RelationRx / pyrelational

pyrelational is a python active learning library for rapidly implementing active learning pipelines from data management, model development (and Bayesian approximation), to creating novel active learning strategies.
https://pyrelational.readthedocs.io
Apache License 2.0
153 stars 13 forks source link

Adding support for persistent workers and logger fix #198

Open jlotthammer opened 3 weeks ago

jlotthammer commented 3 weeks ago

What is the goal of this PR?

This PR adds enhanced configurability and stability to data loading and logging features within pyrelational's DataManager and LightningModelManager classes. These changes aim to improve both the efficiency of data handling and logging management by adding support for persistent workers in data loading and establishing the ability to pass loggers to the pytorch lightning trainer.

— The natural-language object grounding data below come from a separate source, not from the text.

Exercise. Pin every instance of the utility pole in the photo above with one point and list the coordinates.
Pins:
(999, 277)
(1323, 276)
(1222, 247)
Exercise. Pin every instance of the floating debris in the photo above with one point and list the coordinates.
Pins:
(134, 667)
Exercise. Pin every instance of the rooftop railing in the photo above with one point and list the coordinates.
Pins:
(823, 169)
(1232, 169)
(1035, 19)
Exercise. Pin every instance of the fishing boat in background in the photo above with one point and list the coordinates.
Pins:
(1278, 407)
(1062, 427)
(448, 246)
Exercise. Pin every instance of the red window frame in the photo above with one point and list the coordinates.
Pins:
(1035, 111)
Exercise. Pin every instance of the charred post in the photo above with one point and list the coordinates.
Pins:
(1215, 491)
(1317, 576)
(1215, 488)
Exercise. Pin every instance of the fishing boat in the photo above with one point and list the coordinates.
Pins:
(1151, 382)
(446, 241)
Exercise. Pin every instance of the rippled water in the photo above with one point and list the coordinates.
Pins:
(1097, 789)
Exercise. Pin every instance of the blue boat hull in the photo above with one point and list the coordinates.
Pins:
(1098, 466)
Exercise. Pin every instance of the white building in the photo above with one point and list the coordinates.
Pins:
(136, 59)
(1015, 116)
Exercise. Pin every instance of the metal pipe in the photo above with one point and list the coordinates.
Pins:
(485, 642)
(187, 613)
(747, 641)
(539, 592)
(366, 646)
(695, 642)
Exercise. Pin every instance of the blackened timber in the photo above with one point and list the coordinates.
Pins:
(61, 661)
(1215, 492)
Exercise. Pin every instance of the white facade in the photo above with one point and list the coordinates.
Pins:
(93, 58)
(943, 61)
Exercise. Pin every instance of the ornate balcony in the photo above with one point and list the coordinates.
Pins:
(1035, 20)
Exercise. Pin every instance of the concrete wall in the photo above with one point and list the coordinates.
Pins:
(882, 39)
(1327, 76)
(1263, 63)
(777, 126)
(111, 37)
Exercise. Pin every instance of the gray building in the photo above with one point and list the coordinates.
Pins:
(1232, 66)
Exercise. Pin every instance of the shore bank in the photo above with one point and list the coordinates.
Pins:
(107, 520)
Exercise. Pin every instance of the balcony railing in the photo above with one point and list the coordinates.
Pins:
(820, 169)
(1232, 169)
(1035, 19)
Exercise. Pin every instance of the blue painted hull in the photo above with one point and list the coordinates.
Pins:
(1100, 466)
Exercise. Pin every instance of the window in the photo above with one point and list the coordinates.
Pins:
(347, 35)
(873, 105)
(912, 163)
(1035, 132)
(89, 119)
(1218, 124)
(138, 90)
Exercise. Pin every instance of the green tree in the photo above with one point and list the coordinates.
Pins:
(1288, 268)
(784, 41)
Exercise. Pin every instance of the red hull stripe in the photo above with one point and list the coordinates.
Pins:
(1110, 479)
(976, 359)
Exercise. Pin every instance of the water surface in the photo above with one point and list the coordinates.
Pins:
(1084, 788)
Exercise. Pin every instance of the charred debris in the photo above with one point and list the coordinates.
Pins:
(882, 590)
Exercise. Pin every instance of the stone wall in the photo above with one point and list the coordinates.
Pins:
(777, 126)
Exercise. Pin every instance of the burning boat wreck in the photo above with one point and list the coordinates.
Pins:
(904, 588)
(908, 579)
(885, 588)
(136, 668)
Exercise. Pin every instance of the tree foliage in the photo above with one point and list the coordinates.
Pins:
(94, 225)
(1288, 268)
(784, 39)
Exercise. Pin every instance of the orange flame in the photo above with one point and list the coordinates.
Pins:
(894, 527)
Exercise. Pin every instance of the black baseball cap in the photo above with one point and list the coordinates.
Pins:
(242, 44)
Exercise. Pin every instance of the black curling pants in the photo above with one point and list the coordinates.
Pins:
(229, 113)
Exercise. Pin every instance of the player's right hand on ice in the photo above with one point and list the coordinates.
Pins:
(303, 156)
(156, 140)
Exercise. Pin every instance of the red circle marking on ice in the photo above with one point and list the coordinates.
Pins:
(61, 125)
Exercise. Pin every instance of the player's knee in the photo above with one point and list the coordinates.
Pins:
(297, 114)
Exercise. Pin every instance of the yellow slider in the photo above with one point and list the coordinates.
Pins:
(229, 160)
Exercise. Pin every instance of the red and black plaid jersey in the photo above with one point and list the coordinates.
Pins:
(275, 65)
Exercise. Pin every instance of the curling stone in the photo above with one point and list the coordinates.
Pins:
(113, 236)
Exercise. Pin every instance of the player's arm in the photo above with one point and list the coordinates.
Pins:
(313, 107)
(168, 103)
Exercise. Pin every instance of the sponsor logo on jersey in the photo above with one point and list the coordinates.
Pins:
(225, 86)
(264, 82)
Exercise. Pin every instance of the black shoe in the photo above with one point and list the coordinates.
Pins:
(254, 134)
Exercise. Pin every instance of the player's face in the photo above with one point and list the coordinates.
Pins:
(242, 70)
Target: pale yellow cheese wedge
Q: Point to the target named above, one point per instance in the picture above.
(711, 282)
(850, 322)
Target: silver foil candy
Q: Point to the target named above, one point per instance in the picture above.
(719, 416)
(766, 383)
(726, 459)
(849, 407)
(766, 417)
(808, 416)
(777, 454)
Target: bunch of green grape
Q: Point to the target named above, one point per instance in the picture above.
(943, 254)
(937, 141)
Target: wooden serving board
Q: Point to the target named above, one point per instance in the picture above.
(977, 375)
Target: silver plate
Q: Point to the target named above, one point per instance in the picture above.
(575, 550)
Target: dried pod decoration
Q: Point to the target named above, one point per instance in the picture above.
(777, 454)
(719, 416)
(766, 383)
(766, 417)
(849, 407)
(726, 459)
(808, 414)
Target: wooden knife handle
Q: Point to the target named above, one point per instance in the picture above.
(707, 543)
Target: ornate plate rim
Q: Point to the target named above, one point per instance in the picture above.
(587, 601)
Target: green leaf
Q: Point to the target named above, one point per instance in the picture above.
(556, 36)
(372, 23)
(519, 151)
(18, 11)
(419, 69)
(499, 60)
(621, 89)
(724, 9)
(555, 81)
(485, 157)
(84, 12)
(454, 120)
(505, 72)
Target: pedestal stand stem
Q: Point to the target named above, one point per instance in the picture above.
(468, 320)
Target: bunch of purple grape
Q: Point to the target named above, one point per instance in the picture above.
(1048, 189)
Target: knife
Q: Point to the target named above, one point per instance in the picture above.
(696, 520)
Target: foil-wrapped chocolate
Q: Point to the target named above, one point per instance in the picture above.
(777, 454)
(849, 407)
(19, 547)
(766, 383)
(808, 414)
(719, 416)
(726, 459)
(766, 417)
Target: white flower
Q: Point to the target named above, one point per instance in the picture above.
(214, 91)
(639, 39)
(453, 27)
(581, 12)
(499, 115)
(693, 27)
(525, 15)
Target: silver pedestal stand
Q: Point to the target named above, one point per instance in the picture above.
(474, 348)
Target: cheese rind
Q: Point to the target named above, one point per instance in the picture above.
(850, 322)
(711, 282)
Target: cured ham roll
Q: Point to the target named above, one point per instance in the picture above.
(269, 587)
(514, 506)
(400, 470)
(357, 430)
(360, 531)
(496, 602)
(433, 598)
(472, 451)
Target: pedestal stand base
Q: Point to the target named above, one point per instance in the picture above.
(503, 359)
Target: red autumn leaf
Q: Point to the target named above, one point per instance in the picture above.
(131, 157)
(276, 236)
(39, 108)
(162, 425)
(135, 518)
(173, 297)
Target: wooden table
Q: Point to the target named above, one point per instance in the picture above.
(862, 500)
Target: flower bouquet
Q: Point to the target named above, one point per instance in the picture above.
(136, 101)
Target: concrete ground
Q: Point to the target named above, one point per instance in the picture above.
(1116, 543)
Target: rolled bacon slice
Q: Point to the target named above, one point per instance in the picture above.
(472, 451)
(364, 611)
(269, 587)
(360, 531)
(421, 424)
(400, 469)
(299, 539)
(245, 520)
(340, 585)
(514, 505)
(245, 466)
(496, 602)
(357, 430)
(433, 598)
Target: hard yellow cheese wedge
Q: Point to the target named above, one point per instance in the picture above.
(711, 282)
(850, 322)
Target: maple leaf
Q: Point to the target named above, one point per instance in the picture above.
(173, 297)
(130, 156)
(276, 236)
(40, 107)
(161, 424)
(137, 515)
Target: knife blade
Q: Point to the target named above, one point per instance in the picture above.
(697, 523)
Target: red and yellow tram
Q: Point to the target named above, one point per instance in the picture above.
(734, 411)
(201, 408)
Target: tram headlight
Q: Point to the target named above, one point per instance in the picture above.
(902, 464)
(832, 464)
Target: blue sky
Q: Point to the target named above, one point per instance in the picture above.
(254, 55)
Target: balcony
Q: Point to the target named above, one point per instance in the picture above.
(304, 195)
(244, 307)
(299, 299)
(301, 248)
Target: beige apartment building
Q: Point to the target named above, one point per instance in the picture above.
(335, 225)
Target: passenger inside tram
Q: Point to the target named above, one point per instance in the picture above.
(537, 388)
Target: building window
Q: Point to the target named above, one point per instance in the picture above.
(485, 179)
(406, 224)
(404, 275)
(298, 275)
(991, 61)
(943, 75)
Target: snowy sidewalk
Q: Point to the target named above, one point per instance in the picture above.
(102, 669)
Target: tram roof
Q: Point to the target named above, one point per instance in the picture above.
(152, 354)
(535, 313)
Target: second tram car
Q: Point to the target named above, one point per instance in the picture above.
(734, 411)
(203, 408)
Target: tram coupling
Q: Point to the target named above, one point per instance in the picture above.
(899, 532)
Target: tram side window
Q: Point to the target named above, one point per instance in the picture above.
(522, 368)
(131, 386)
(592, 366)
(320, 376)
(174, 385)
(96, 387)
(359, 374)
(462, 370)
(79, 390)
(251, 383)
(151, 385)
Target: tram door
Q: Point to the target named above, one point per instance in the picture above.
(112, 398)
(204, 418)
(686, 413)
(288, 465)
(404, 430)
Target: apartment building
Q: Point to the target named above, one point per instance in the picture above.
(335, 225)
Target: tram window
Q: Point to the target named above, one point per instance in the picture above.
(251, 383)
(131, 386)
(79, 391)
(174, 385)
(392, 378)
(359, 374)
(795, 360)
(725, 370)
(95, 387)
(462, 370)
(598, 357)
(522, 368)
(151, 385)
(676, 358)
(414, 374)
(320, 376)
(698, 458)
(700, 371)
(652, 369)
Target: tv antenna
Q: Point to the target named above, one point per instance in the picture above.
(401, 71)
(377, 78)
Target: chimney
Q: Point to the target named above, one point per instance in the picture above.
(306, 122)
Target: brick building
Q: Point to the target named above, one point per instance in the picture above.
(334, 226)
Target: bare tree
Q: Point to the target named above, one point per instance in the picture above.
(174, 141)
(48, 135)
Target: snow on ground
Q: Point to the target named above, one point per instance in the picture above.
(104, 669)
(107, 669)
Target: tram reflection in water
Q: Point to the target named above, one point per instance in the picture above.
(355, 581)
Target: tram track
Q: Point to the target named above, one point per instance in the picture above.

This update ensures that data loading can better utilize resources over prolonged tasks and provides support for pytorch lightning loggers.

What are the changes implemented in this PR?

Persistent Workers in DataManager:

The DataManager class now includes an option to keep workers persistent across data loading iterations, controlled by a new loader_persistent_workers parameter. By setting loader_persistent_workers: bool = False by default, backwards compatibility is maintained, but it can be enabled to reduce initialization overhead in multi-epoch training, benefiting users handling larger datasets or needing faster data loader setup times.

In the LightningModelManager class, default logging has been configured using PyTorch Lightning's CSVLogger. If no logger is specified in trainer_config, a CSVLogger is automatically set up to log to config["checkpoints_dir"] consistent with pytorch lightning.

Lastly, the abstract model manager now uses a context manager to load JSON data.

thomasgaudelet commented 2 weeks ago

Thanks for this! Adding @paulmorio for review! We'll review asap 🙂